The argument is as follows: The first equation implies that there exists a function $g:\mathbb{C}^2\to\mathbb{C}$ such that $$ f_1 = \frac{\partial g}{\partial z_1} \quad\text{and}\quad f_2 = -\frac{\partial g}{\partial z_2}. $$ Substituting this into the second equation implies that $g$ must satisfy $$ \frac{\partial^2 g}{\partial z_1\partial\overline{z}_1} + \frac{\partial^2 g}{\partial z_2\partial\overline{z}_2} = 0. $$ In other words $g$ is a harmonic function on $\mathbb{C}^2$. Since $g$ is harmonic, so is its derivative with respect to $z_1$, i.e., $f_1$.

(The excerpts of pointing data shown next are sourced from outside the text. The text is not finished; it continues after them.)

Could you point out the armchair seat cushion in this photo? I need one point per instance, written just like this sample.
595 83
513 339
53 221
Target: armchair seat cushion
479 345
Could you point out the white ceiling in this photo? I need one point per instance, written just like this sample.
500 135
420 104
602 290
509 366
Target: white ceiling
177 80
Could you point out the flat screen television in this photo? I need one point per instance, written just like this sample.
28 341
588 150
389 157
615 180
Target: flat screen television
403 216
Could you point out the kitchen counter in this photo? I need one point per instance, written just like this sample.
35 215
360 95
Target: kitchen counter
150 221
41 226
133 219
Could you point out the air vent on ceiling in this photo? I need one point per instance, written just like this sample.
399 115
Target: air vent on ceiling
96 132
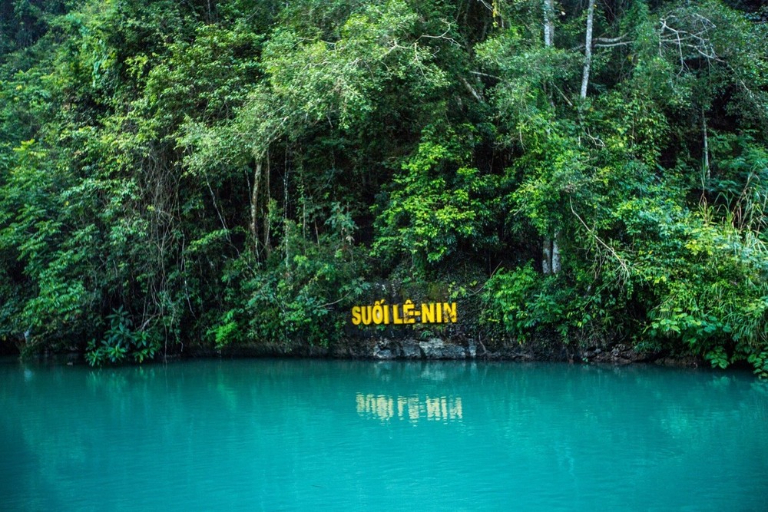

The periodicity conditions imposed on $f_1$ imply that $f_1$ is bounded, and a bounded harmonic function on $\mathbb{C}^2$ is constant. Thus, $f_1 = c$ for some constant $c\in\mathbb{C}$. Obviously, $c$ must be zero unless $k_1$ and $k_2$ are integers.

Since $f_1$ is constant, the given equations on $f_2$ reduce to $$ \frac{\partial f_2}{\partial z_1} = \frac{\partial f_2}{\partial\overline{z}_2} = 0. $$ Hence $f_2 = h(\overline{z}_1,z_2)$ for some homorphic function $h:\mathbb{C}^2\to\mathbb{C}$.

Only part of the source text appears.